[PATCH] mm/numa/thp: fix assumptions of migrate_misplaced_transhuge_page()

From: JÃrÃme Glisse
Date: Tue May 03 2016 - 05:53:24 EST


Fix assumptions in migrate_misplaced_transhuge_page() which is only
call by do_huge_pmd_numa_page() itself only call by __handle_mm_fault()
for pmd with PROT_NONE. This means that if the pmd stays the same
then there can be no concurrent get_user_pages / get_user_pages_fast
(GUP/GUP_fast). More over because migrate_misplaced_transhuge_page()
only do something is page is map once then there can be no GUP from
a different process.

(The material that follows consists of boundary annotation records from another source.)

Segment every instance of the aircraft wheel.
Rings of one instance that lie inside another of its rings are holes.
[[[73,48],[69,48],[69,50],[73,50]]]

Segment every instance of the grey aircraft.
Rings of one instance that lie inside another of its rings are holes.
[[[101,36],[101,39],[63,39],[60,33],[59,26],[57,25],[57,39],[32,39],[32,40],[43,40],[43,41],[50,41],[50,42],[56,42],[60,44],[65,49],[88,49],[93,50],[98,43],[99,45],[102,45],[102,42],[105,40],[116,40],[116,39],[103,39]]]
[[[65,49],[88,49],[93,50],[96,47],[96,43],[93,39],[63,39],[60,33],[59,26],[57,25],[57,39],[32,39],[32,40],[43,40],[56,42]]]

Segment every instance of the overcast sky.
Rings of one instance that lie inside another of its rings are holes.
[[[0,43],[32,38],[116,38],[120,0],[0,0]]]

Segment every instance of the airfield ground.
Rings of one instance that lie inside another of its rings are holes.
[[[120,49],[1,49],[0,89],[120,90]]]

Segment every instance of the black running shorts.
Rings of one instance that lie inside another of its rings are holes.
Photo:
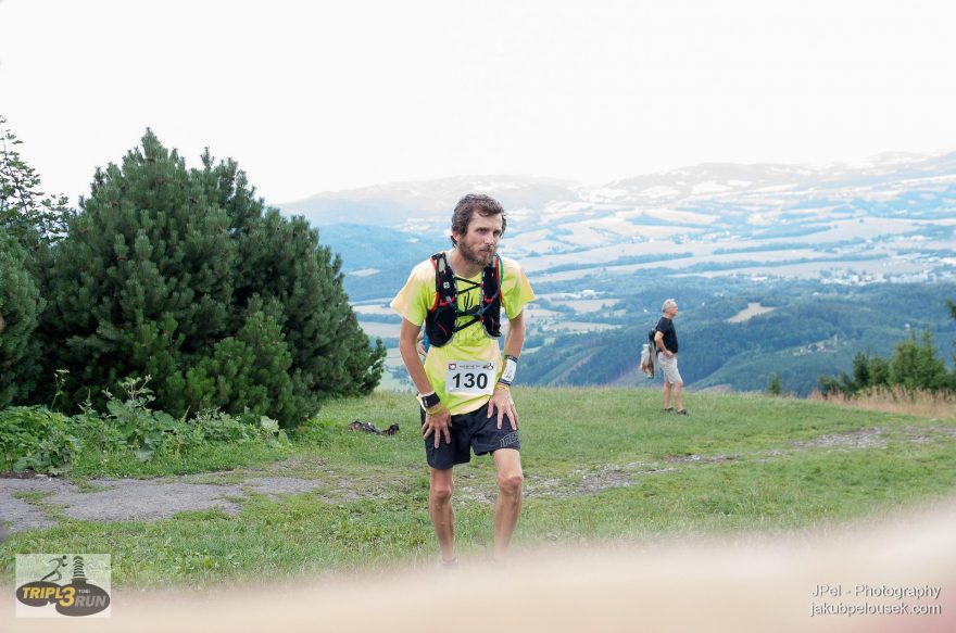
[[[422,425],[425,425],[425,412],[422,412]],[[520,450],[518,432],[512,429],[512,422],[507,414],[501,418],[501,428],[498,428],[498,412],[488,417],[488,403],[481,408],[457,416],[452,416],[452,426],[449,429],[451,444],[444,441],[444,434],[439,433],[439,445],[435,447],[435,438],[429,435],[425,439],[425,456],[428,465],[438,470],[445,470],[456,464],[467,464],[471,460],[471,450],[475,455],[494,453],[499,448]]]

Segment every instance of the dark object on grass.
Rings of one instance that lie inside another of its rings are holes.
[[[352,420],[349,422],[350,431],[365,431],[366,433],[375,433],[376,435],[394,435],[399,432],[399,426],[392,425],[385,431],[379,431],[378,427],[372,422],[363,422],[362,420]]]

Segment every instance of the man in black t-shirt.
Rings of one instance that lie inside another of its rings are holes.
[[[680,371],[677,370],[677,330],[674,329],[677,302],[672,299],[666,300],[662,311],[664,316],[657,321],[654,344],[657,345],[657,363],[664,370],[664,410],[666,413],[674,410],[674,406],[670,405],[670,398],[674,396],[677,415],[685,416],[687,409],[683,408],[682,397],[683,379],[680,377]]]

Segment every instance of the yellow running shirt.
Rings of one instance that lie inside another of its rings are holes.
[[[502,257],[501,264],[501,305],[507,317],[514,318],[521,314],[525,304],[534,301],[534,292],[517,262]],[[469,281],[474,286],[458,281],[460,309],[475,306],[481,295],[481,273]],[[433,303],[435,267],[429,258],[412,269],[405,287],[392,300],[391,306],[408,321],[422,327]],[[460,317],[457,322],[467,322],[471,318]],[[431,345],[425,357],[428,382],[452,415],[481,408],[494,390],[502,369],[498,340],[489,337],[485,326],[478,321],[455,332],[443,346]]]

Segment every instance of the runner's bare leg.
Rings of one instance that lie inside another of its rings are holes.
[[[518,524],[521,512],[521,454],[514,448],[501,448],[492,453],[498,469],[498,501],[494,502],[494,545],[492,556],[504,560],[508,543]]]
[[[452,469],[438,470],[429,468],[428,514],[435,526],[435,535],[441,547],[443,560],[455,558],[455,511],[452,508],[452,490],[454,477]]]

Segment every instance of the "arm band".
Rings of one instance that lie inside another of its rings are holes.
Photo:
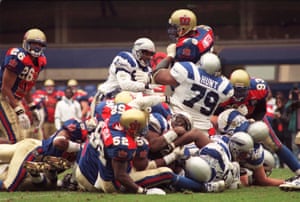
[[[168,132],[163,134],[163,136],[168,144],[173,142],[178,137],[177,133],[175,133],[173,130],[169,130]]]
[[[69,140],[67,152],[78,152],[80,150],[80,144]]]

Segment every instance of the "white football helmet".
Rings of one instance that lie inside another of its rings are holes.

Finaly, holding the pmd lock assure us that no
other part of the kernel will take an extre reference on the page.

In the end this means that the failure code path should never be
taken unless something is horribly wrong, so convert it to BUG_ON().

Signed-off-by: Jéme Glisse <jglisse@xxxxxxxxxx>
Cc: Kirill A. Shutemov <kirill.shutemov@xxxxxxxxxxxxxxx
Cc: Mel Gorman <mgorman@xxxxxxx>
Cc: Hugh Dickins <hughd@xxxxxxxxxx>
Cc: Andrea Arcangeli <aarcange@xxxxxxxxxx>
---
mm/migrate.c | 31 +++++++++++++++++++++----------
1 file changed, 21 insertions(+), 10 deletions(-)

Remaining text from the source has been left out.